Being somewhat familiar with human psychology - and with the inner works of the media - I always found it profoundly irritating when I heard self-important "pundits"and "media experts" (even some "psychology experts") deny any lasting impact of behaviours - particularly recurring patterns* of violence and/or graphic gratuitous sex - depicted on TV and in cinema (and now the internet) on the viewers, especially those in the formative stages of their development.
I found them either disingenuous - which would inevitably lead to rather sinister conclusions regarding their intentions - or... well, stupid. There is no other word for it.
In either case, such "experts" had no business lecturing the public - even overtly mocking those who were concerned.
But, interestingly enough, I have noticed such opinions becoming more and more muted, less and less prominent in the past few years - in the first years of this not-so-brave new millenium. (BTW, do you know anyone who loves the new millenium so far?)
What made them pause?
Was it the many school shootings, in the USA and other places of the globe?
Or would those "experts" still insist and perhaps attribute the swift spread of this cultural phenomenon (yes, we are at a point when we actually have to call school shootings a "cultural phenomenon") to some sort of virus?
A contagious insanity?
What spreads it? Rats? Pigeons? What?
And I wonder how would those same people respond to the same question today.
Because this is today's news:
Skinheads plan killing 88 people and beheading 14 African-Americans
Beheading?
My, it's becoming quite a fashion, isn't it?
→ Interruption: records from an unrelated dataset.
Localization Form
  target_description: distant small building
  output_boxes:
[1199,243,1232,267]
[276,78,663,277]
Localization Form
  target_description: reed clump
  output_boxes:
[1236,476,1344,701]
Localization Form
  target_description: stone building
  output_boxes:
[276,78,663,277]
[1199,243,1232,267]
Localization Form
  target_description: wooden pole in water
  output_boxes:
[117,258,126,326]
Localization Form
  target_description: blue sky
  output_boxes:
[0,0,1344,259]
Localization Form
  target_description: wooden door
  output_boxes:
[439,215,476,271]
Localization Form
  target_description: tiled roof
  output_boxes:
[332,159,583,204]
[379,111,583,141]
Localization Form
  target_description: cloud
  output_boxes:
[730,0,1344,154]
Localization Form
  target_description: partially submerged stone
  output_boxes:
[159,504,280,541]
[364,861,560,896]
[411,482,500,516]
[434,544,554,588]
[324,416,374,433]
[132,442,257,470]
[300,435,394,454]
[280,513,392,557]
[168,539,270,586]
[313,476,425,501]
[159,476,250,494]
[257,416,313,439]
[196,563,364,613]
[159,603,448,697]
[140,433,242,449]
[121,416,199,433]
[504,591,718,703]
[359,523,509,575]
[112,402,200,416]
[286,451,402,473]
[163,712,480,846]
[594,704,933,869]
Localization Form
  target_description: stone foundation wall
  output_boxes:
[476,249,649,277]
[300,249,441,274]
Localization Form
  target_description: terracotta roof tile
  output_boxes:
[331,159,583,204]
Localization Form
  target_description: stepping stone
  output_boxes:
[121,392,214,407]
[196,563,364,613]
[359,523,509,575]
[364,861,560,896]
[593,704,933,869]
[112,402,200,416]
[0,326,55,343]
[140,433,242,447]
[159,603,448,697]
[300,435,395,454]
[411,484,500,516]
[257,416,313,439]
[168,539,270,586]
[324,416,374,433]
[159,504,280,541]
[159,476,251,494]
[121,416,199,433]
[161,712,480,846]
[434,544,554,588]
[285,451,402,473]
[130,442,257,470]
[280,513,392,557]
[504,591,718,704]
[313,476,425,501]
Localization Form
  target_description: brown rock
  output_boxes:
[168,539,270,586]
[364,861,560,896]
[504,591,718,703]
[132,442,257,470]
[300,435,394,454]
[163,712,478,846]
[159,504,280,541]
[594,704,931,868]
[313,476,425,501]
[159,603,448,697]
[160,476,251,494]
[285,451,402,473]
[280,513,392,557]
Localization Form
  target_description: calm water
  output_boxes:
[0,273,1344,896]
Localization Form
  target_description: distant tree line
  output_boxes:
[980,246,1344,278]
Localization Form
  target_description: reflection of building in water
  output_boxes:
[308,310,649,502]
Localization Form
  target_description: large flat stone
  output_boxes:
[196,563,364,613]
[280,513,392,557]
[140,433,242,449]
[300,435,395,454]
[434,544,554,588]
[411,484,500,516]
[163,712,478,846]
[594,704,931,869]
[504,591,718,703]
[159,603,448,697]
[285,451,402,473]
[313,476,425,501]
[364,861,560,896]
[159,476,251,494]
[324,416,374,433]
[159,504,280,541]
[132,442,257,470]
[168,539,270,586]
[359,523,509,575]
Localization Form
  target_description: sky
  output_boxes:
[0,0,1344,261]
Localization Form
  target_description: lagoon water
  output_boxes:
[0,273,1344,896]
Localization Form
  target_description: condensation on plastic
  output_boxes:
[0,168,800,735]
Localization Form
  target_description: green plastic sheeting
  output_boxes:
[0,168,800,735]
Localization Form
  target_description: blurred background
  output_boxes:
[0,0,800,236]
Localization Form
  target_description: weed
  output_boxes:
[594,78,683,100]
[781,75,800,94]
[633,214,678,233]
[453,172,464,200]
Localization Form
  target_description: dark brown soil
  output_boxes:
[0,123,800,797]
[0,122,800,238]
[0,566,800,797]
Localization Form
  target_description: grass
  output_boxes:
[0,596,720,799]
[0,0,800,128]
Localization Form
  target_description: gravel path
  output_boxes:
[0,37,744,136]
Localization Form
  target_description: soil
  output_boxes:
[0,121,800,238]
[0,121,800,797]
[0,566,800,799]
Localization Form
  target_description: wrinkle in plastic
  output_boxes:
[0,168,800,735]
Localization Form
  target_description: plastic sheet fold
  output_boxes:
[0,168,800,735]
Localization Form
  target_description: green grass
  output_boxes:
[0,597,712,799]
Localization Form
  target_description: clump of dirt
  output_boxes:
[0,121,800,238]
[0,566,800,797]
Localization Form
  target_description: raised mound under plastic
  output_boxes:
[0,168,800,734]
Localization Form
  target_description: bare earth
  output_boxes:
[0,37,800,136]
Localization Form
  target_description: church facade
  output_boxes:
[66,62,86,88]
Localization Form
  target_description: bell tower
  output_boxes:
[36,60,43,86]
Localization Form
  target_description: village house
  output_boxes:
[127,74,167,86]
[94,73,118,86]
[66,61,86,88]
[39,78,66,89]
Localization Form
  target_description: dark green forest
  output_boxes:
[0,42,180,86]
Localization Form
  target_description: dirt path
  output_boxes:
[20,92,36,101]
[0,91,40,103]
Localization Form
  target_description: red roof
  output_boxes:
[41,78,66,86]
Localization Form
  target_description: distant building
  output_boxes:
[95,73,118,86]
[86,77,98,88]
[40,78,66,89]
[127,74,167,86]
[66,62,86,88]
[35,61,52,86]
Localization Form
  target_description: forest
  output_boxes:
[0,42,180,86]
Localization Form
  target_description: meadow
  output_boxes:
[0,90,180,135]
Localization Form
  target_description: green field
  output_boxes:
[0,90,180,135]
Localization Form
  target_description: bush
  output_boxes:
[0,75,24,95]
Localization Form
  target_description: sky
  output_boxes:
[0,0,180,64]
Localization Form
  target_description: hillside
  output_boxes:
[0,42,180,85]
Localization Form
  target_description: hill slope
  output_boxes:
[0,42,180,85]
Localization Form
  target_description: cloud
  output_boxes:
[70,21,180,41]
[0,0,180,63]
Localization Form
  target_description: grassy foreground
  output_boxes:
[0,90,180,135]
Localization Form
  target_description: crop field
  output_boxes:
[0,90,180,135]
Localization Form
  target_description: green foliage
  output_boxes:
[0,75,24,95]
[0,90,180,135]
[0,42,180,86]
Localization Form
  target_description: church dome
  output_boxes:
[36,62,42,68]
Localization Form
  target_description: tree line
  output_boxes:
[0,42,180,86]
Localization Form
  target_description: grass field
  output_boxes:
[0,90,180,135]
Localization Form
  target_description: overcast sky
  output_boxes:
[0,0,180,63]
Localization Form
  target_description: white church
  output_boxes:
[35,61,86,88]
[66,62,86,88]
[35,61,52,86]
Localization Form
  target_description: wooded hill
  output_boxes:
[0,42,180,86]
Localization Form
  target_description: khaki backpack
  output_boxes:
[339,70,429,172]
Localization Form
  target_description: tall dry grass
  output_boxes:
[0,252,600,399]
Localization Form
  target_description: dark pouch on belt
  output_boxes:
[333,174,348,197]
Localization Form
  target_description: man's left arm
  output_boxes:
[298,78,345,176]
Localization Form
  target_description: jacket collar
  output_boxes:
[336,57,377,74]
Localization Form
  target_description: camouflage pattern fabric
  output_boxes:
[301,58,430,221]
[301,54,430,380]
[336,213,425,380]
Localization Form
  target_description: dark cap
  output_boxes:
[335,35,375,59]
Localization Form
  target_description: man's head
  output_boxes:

I haven't been really counting, but it strikes me there has been a remarkable increase in the popularity of this practice, which was once upon a time, not so long ago, considered (and often misinterpreted) in modern Western societies as an especially gruesome, culturally alien - "barbaric" in the true meaning of the word - way of terminating someone's life.
I am not going to count them even now, but I can think of at least three or four cases of people parading someone else's detached head - in public - in the past few months alone.
But, interestingly, no such cases occurred prior to the early 2000's, which brought to our TV screens the infamous, gut-rending sight of kidnapped individuals in orange jumpers, with their abductors wielding sables in the proximity of their necks - and more than that, FAR more than that, on internet sites that feed on morbid curiosity.
(Not that it matters - not one bit - but yours truly has never watched such a video, nor do I intend to.)
This is not the place to discuss the reasons for and against airing such videos. Some other time, perhaps.
But I would like one - just one! - of those anything-goes apologists of yore to come and tell us that the media does nothing to desensitise the viewing public, that people do not imitate what they see on their screens; that the media does not influence people's view of what is acceptable - and what is shocking.
Would they still have the dubious guts of looking people in the eye and claiming that there is no such influence?
I am not sure they would. And, frankly, I don't care.
The damage has been done. Thresholds of tolerance have been breached - long ago - and there is no going back.
"Shock value" is more than a term. In a society that craves notoriety at all price, even "shock value" really is a - value. We see that every day, in seedy pictures everywhere. Only, starlets publicly displaying their very private parts and other such cultural "icons" is just the tip of an iceberg. And tastelessness is the least dangerous of the shocking "values" currently in use.
Now, confronted with an increasingly global culture of violence, we have to find a way of radically healing the minds, of young people especially (and I don't know how this could be done) - or else, the world as we once knew it will sink in its own violence.
Who needs "terrorists" to bring down the "Western civilisation"?
This civilisation will behead itself.With its own sword, by its own hand.
***
For a somewhat more sedate - and coherent - expose on the same subject, go here:
(and related articles)
NOTE (*)
When there are no recurring, systematically observed - i.e. memorable and thus easily mimicked - patterns, when gratuitous violence (and other excessive behaviours) is dispersed in a variety of "random" manifestations, any excesses are much more likely to remain outside the frame of the common cultural code of expression (In every group or society there are thresholds, progressively transgressed, of behaviour - i.e. of what "we DO" and what "we do NOT do". Even destructive, "negative" behaviour has its code of general acceptability.)
They are still potentially damaging, but at least they don't spread as easily - and they are far less alluring to would-be "copycats".